So, you were offered a promotion to your company’s corporate office in another state. Or, perhaps you’ve met someone new, you are getting remarried, and you want to move in with your new spouse in another county. Or maybe you simply want to start fresh in a brand new locale closer to friends or relatives following your divorce.

Whatever the case may be, whether your divorce was just finalized yesterday or 10 years ago, if you have some degree of custody over your minor children as a result of a divorce, moving away becomes much more complex than it used to be.

Unless your custody agreement or some other previous court order explicitly gives you the freedom to move, you cannot simply up and relocate wherever you please whenever you want—at least, not if you plan to bring your children with you.

When a parent with joint or sole custody of one or more children wants to move, and the move is far enough away to have an impact on the current custody or visitation arrangement with the other parent, this is known as a “move-away case.”

A move-away case requires the moving parent to seek a new legal custody or visitation arrangement. Ideally, you will be able to communicate with the other parent and come to an agreement on the new arrangements, but oftentimes this is not possible.

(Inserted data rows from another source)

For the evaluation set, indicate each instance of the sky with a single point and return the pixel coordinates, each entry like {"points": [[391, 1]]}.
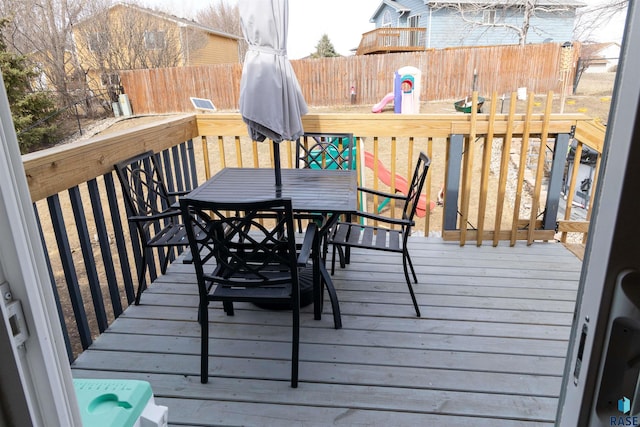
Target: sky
{"points": [[344, 21]]}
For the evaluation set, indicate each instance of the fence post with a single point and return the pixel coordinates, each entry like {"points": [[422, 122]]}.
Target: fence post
{"points": [[555, 181], [456, 143]]}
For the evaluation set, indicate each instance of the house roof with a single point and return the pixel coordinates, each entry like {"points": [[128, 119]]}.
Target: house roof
{"points": [[400, 9], [172, 18], [543, 3]]}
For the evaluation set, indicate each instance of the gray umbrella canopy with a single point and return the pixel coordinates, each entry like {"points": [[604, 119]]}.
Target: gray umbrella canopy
{"points": [[271, 102]]}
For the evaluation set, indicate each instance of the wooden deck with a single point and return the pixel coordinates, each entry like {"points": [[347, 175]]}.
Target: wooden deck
{"points": [[489, 350]]}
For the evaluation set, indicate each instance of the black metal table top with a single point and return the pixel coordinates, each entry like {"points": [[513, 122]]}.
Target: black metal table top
{"points": [[310, 190]]}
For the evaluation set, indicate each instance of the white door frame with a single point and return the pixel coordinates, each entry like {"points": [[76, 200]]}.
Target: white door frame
{"points": [[36, 386]]}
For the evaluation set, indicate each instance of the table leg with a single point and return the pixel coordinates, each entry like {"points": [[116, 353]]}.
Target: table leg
{"points": [[333, 296]]}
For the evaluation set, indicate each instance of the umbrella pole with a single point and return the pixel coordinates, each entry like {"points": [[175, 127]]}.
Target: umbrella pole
{"points": [[276, 164]]}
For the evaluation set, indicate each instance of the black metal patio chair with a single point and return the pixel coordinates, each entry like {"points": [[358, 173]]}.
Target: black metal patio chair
{"points": [[246, 252], [382, 236], [325, 151], [151, 208], [333, 151]]}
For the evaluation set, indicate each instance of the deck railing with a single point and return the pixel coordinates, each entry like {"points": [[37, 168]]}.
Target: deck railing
{"points": [[393, 39], [476, 158]]}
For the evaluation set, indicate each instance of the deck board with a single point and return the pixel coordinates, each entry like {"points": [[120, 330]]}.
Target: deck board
{"points": [[488, 351]]}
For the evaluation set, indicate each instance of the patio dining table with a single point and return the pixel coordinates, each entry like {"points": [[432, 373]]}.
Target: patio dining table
{"points": [[331, 193]]}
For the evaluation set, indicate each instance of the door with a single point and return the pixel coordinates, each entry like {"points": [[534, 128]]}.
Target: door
{"points": [[601, 384]]}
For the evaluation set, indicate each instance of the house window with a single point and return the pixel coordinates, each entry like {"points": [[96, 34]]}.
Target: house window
{"points": [[98, 42], [413, 35], [488, 16], [386, 19], [154, 40]]}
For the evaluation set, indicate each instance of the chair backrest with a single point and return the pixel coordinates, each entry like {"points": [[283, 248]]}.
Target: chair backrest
{"points": [[326, 151], [415, 186], [253, 243], [144, 189]]}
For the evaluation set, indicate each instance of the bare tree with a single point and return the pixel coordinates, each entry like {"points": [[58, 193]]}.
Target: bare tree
{"points": [[591, 18], [224, 17], [511, 15], [42, 31]]}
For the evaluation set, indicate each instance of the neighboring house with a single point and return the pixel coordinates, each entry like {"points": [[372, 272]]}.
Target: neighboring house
{"points": [[451, 23], [600, 57], [126, 37]]}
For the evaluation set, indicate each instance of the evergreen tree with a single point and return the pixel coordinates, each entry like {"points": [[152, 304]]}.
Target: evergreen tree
{"points": [[324, 48], [28, 107]]}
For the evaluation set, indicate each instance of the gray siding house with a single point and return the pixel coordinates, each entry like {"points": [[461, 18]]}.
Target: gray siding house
{"points": [[451, 23]]}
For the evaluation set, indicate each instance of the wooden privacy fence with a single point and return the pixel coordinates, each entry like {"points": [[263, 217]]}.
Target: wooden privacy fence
{"points": [[445, 74]]}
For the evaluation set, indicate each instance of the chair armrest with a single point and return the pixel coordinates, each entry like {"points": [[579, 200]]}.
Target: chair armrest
{"points": [[171, 212], [307, 244], [382, 193], [385, 219], [178, 193]]}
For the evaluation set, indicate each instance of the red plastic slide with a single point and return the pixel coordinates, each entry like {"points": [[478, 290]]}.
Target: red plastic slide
{"points": [[401, 183], [384, 101]]}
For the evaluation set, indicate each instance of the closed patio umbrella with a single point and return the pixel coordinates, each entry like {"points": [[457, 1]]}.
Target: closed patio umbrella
{"points": [[271, 102]]}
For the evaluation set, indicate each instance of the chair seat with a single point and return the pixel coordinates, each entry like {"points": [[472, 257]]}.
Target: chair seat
{"points": [[171, 235], [362, 236]]}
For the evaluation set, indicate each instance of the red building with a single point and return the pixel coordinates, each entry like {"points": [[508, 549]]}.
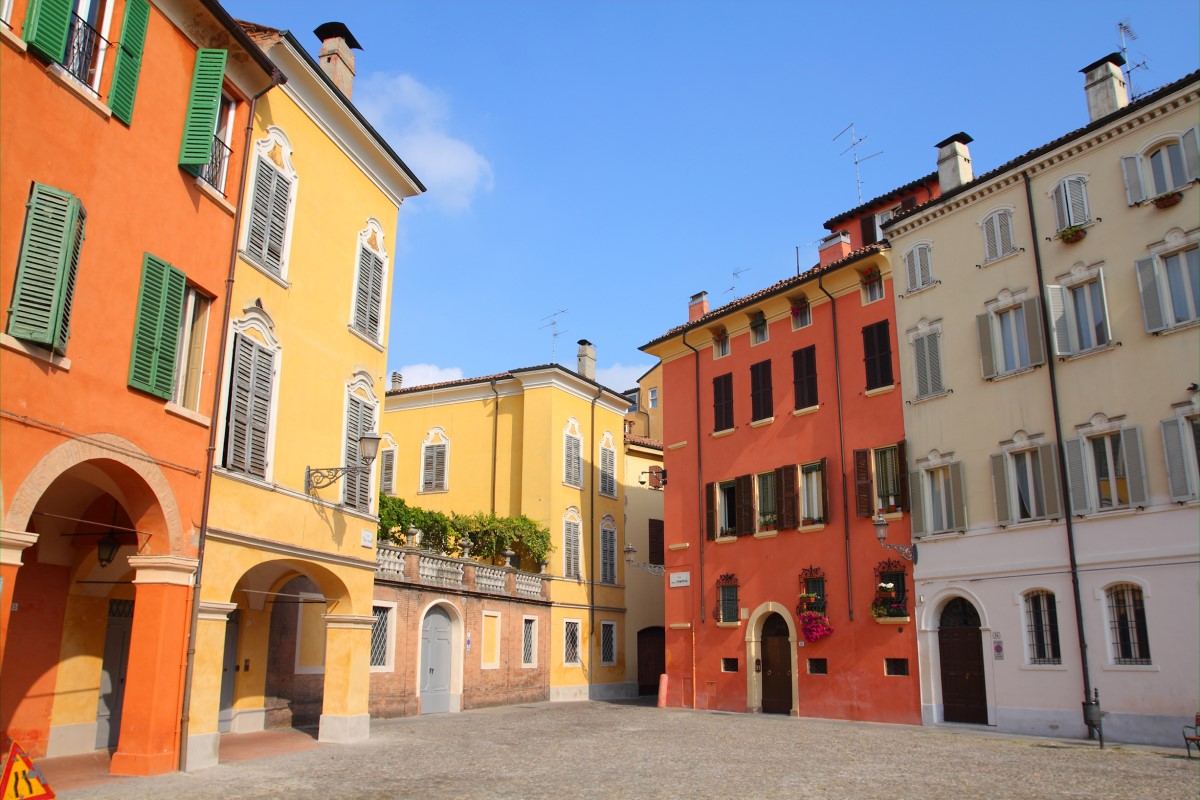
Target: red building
{"points": [[784, 440]]}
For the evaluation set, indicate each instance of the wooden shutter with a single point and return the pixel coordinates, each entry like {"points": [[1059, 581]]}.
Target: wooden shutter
{"points": [[1151, 298], [202, 108], [47, 23], [129, 59], [47, 268], [156, 328], [863, 500]]}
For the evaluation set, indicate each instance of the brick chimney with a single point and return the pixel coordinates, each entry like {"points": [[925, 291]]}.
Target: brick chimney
{"points": [[335, 56], [587, 360], [1104, 85], [954, 162]]}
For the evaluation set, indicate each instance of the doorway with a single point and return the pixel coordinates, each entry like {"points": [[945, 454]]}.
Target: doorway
{"points": [[960, 651]]}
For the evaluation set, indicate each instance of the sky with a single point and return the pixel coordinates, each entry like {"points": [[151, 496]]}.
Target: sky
{"points": [[594, 163]]}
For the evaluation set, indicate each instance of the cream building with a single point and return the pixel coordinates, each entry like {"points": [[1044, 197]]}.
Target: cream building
{"points": [[1050, 358]]}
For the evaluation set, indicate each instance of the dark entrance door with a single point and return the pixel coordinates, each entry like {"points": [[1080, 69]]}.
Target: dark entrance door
{"points": [[777, 667], [651, 659], [960, 649]]}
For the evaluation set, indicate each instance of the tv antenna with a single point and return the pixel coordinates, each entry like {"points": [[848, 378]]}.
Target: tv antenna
{"points": [[1127, 32], [552, 324], [855, 140]]}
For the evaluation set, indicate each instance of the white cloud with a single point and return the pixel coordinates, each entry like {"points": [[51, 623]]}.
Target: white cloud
{"points": [[414, 120], [418, 374], [621, 376]]}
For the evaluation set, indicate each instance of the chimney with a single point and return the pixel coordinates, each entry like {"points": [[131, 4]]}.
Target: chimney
{"points": [[335, 56], [587, 360], [1104, 86], [954, 162]]}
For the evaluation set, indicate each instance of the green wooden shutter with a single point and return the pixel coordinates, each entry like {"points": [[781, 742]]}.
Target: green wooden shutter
{"points": [[47, 268], [129, 59], [156, 328], [202, 108], [46, 28]]}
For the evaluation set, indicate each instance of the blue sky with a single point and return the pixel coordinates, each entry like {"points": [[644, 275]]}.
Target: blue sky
{"points": [[611, 158]]}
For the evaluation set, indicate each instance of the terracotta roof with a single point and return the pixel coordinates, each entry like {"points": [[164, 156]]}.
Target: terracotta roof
{"points": [[1030, 155], [773, 289]]}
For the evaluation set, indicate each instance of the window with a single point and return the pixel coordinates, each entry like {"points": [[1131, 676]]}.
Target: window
{"points": [[571, 642], [757, 328], [1071, 203], [1127, 623], [607, 643], [251, 383], [46, 268], [156, 328], [997, 235], [1170, 289], [918, 266], [1165, 167], [607, 551], [192, 336], [804, 377], [367, 318], [435, 457], [877, 355], [1042, 627], [723, 402], [761, 405]]}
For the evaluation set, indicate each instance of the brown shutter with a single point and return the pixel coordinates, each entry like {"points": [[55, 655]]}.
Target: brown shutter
{"points": [[863, 504]]}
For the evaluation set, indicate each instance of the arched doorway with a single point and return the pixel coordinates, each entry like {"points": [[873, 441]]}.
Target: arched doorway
{"points": [[777, 666], [960, 651]]}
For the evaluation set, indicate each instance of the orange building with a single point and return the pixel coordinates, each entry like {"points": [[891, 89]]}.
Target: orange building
{"points": [[784, 439], [123, 138]]}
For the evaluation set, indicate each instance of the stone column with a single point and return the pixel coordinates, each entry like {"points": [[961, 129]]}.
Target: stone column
{"points": [[154, 686], [345, 716]]}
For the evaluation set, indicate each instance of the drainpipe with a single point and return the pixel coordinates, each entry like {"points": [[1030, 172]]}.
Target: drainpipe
{"points": [[189, 671], [841, 451], [1063, 485]]}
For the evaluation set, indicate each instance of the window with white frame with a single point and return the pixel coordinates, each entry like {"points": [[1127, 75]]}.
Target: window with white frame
{"points": [[1071, 203], [1079, 319], [607, 643], [1165, 166], [918, 265], [997, 235], [1042, 627], [1129, 637]]}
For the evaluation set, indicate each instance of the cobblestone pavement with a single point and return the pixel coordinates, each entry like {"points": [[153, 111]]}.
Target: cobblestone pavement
{"points": [[603, 750]]}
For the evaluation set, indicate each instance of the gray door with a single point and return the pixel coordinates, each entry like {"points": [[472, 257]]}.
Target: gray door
{"points": [[228, 673], [112, 673], [436, 661]]}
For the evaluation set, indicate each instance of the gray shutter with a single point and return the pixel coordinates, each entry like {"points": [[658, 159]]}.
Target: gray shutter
{"points": [[1151, 298], [987, 355], [1033, 331], [1175, 434], [1077, 480], [1135, 465], [1000, 486], [1131, 167]]}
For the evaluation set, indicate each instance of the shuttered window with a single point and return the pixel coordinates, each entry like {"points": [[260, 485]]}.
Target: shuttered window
{"points": [[359, 420], [877, 355], [804, 377], [250, 407], [156, 328], [47, 268]]}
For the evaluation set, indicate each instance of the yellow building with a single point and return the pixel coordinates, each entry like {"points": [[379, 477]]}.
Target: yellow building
{"points": [[285, 613], [540, 441]]}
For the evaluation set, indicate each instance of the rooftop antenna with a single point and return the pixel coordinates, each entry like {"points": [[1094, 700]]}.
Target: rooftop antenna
{"points": [[855, 140], [1127, 32], [552, 324]]}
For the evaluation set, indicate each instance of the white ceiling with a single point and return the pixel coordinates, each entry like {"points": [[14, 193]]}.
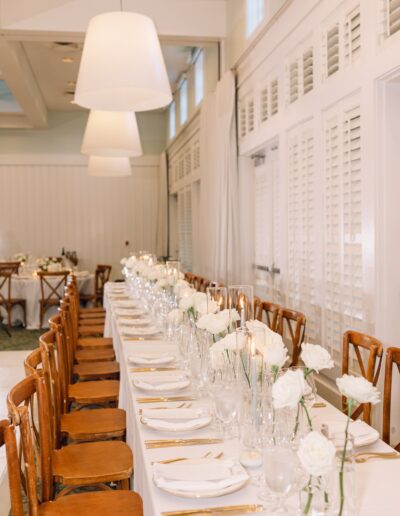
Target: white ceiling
{"points": [[56, 79]]}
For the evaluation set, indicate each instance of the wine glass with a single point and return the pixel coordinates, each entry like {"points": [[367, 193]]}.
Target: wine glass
{"points": [[281, 472]]}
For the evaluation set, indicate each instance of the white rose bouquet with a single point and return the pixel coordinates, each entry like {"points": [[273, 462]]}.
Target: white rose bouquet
{"points": [[357, 390]]}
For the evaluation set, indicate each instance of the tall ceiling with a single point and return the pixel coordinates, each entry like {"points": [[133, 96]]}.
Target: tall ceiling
{"points": [[41, 44]]}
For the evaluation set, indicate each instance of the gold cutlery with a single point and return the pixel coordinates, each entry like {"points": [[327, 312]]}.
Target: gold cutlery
{"points": [[168, 443], [151, 369], [365, 456], [164, 399], [216, 511]]}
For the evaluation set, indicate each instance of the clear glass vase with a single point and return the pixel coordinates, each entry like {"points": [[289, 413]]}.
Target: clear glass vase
{"points": [[343, 485]]}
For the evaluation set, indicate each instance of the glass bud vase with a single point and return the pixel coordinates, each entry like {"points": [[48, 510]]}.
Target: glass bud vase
{"points": [[344, 501], [315, 499]]}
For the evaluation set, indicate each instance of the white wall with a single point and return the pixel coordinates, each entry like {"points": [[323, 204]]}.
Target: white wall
{"points": [[49, 202]]}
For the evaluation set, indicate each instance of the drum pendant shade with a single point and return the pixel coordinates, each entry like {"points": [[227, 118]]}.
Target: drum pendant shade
{"points": [[109, 167], [111, 133], [122, 66]]}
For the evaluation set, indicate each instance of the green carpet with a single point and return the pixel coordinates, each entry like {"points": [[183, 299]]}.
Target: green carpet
{"points": [[20, 339]]}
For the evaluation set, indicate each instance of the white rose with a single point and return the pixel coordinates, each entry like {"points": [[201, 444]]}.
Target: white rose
{"points": [[288, 389], [316, 454], [358, 389], [175, 316], [315, 357]]}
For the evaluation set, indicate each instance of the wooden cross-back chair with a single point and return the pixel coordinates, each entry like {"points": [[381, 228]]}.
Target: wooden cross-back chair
{"points": [[12, 267], [265, 311], [392, 359], [359, 341], [26, 479], [73, 466], [294, 323], [51, 292], [6, 301]]}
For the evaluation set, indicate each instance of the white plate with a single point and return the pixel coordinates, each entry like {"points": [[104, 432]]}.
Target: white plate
{"points": [[197, 424]]}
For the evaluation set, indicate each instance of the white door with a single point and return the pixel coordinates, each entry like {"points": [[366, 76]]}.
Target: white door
{"points": [[265, 267]]}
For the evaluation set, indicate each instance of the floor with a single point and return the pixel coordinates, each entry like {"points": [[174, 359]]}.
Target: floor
{"points": [[12, 354]]}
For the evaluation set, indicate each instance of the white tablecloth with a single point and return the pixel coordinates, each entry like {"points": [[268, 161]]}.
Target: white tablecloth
{"points": [[377, 481], [28, 288]]}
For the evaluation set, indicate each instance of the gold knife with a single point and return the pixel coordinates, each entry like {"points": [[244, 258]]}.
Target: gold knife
{"points": [[164, 399], [151, 369], [215, 511], [168, 443]]}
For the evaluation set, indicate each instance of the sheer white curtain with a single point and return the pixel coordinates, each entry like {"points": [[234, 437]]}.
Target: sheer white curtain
{"points": [[219, 257], [162, 208]]}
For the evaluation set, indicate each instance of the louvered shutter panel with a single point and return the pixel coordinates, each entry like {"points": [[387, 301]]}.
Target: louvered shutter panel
{"points": [[393, 16], [293, 81], [274, 97], [308, 71], [332, 50], [264, 104], [352, 34]]}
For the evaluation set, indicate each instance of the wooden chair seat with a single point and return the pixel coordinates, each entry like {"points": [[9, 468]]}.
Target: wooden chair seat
{"points": [[118, 503], [94, 393], [96, 370], [91, 331], [94, 343], [91, 463], [94, 355], [94, 424]]}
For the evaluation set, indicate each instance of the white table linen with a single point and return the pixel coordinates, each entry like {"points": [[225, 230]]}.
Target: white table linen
{"points": [[377, 481], [28, 288]]}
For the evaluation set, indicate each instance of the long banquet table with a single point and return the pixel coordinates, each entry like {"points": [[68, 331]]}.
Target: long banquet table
{"points": [[376, 480]]}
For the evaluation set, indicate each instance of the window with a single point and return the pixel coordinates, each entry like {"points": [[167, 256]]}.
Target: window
{"points": [[255, 10], [199, 78], [172, 121], [183, 102]]}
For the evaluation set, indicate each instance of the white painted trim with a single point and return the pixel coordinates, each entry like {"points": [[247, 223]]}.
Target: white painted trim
{"points": [[68, 159]]}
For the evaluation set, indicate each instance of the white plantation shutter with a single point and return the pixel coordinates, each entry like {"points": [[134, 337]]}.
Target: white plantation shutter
{"points": [[264, 104], [345, 305], [308, 71], [393, 16], [301, 228], [352, 35], [274, 96], [293, 81], [332, 50]]}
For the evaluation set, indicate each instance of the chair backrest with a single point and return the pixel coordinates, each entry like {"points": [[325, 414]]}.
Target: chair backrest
{"points": [[359, 341], [7, 438], [12, 267], [5, 286], [295, 324], [265, 311], [19, 406], [50, 290], [392, 358], [102, 275]]}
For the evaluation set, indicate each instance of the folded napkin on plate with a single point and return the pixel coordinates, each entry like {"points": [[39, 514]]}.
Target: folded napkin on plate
{"points": [[161, 382], [151, 359], [199, 474], [174, 414], [146, 330], [362, 433]]}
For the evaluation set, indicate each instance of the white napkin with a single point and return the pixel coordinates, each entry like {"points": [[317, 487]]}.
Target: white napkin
{"points": [[363, 434], [151, 359], [132, 331], [173, 414], [199, 474], [161, 382]]}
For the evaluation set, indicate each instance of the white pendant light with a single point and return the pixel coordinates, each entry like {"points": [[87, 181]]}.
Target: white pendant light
{"points": [[111, 133], [102, 166], [122, 67]]}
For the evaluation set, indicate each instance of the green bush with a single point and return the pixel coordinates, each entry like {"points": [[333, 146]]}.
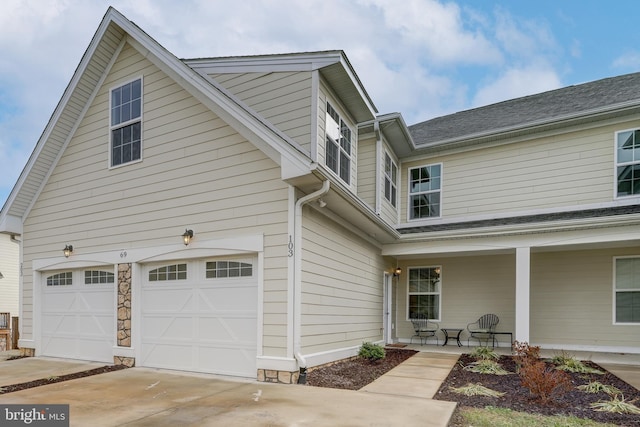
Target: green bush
{"points": [[371, 352]]}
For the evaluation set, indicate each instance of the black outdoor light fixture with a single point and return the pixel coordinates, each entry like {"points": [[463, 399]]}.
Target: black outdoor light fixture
{"points": [[67, 250], [187, 236]]}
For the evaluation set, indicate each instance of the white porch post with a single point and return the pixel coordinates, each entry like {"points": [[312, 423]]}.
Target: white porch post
{"points": [[523, 268]]}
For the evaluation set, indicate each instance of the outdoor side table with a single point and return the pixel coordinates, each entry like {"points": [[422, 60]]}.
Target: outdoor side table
{"points": [[451, 331]]}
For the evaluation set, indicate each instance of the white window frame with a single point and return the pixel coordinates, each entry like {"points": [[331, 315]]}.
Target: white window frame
{"points": [[410, 194], [438, 270], [616, 290], [390, 180], [625, 163], [335, 135], [125, 123]]}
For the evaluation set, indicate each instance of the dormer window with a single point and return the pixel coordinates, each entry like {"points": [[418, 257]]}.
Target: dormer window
{"points": [[338, 149], [126, 123], [628, 163], [390, 180]]}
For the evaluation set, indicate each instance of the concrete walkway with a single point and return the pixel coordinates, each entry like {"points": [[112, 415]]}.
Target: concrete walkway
{"points": [[158, 398], [419, 376]]}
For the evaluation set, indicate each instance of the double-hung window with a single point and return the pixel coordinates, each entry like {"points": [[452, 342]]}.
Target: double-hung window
{"points": [[390, 180], [627, 290], [338, 146], [628, 163], [425, 185], [424, 293], [126, 123]]}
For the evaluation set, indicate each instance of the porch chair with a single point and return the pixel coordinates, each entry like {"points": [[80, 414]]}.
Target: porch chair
{"points": [[483, 329], [423, 329], [5, 329]]}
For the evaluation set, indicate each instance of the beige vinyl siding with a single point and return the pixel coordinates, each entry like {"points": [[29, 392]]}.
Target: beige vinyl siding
{"points": [[196, 172], [367, 171], [574, 168], [325, 95], [572, 299], [471, 287], [388, 212], [9, 267], [283, 98], [342, 288]]}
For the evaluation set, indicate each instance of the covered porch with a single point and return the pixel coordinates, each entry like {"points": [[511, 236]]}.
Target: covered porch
{"points": [[553, 290]]}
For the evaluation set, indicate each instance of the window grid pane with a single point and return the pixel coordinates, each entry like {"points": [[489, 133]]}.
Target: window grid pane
{"points": [[225, 269], [338, 145], [627, 288], [60, 279], [168, 272], [628, 163], [424, 191], [94, 277], [424, 293]]}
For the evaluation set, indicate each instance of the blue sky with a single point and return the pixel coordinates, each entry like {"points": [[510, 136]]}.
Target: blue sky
{"points": [[422, 58]]}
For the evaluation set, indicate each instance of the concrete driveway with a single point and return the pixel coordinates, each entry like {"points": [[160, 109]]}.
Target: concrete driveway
{"points": [[150, 397]]}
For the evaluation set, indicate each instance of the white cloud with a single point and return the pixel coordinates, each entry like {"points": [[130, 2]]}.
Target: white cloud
{"points": [[517, 82], [628, 62]]}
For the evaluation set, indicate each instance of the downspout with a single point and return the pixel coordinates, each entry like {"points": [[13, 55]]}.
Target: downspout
{"points": [[376, 129], [297, 276]]}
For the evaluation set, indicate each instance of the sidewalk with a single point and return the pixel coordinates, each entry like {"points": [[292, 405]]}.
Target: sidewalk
{"points": [[419, 376]]}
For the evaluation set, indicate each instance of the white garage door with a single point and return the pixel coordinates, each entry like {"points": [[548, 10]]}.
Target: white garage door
{"points": [[77, 316], [201, 316]]}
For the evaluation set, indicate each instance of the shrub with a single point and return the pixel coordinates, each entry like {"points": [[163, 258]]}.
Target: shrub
{"points": [[484, 353], [525, 354], [476, 390], [597, 387], [371, 352], [619, 406], [571, 364], [544, 381], [485, 366]]}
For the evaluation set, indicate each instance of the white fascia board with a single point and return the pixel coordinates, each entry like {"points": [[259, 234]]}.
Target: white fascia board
{"points": [[588, 236], [267, 63], [11, 224]]}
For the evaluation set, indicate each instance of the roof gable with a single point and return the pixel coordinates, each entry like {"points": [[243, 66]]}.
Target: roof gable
{"points": [[113, 32]]}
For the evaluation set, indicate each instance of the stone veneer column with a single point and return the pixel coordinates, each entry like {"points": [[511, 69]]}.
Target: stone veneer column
{"points": [[124, 313]]}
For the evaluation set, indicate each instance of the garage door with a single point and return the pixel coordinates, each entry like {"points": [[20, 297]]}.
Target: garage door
{"points": [[201, 316], [78, 314]]}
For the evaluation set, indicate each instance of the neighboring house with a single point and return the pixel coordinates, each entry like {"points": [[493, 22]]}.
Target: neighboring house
{"points": [[303, 201], [9, 280]]}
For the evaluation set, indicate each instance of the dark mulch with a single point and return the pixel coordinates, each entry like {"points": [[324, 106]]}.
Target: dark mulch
{"points": [[52, 380], [518, 398], [353, 374]]}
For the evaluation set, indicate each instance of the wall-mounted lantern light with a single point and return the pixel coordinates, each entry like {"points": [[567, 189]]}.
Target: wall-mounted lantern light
{"points": [[68, 250], [187, 236]]}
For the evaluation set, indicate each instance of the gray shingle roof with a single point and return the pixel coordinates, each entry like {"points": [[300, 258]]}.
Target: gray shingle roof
{"points": [[539, 108]]}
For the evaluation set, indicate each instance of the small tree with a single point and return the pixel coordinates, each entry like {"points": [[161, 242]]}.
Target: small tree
{"points": [[543, 381]]}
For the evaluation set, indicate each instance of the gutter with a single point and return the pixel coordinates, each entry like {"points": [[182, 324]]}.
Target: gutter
{"points": [[297, 276]]}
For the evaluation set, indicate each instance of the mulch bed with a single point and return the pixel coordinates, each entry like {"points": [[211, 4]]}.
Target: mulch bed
{"points": [[355, 373], [518, 398], [56, 379]]}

When the parents cannot agree, or are unwilling to try, the case will proceed to court. The parent that is initiating the move must file a motion for new custody orders. To be clear, this is not a motion requesting permission to move, but rather a motion requesting permission for your child to move with you.

Before the case proceeds to a judge, the parents must attempt to mediate the case and reach an agreement. If mediation fails, then the court will decide whether the custody arrangement should change, and if so, how it should change.

There are a number of ways the other parent could respond depending on the current custody arrangement. If the parents share joint custody, then the court will essentially treat the case like the original custody case and hold an evidentiary hearing to decide whether the move would be in the best interests of the child.

If the moving parent has sole custody, then he or she is considered to have a “presumptive right” to move with the child, and the other parent would have the burden to prove that the move would be a detriment to the child and would require a change in custody orders.

The courts will consider a number of factors in considering whether or not to change the custody orders for a move-away, such as whether the move would create a change of circumstances for the child that would have a negative impact on his or her stability or development, how far away the parent is planning to move and how this would impact visitation/custody, the reasons for the move, and more. The court may also consider the wishes of the child if he or she is 14 years of age or older.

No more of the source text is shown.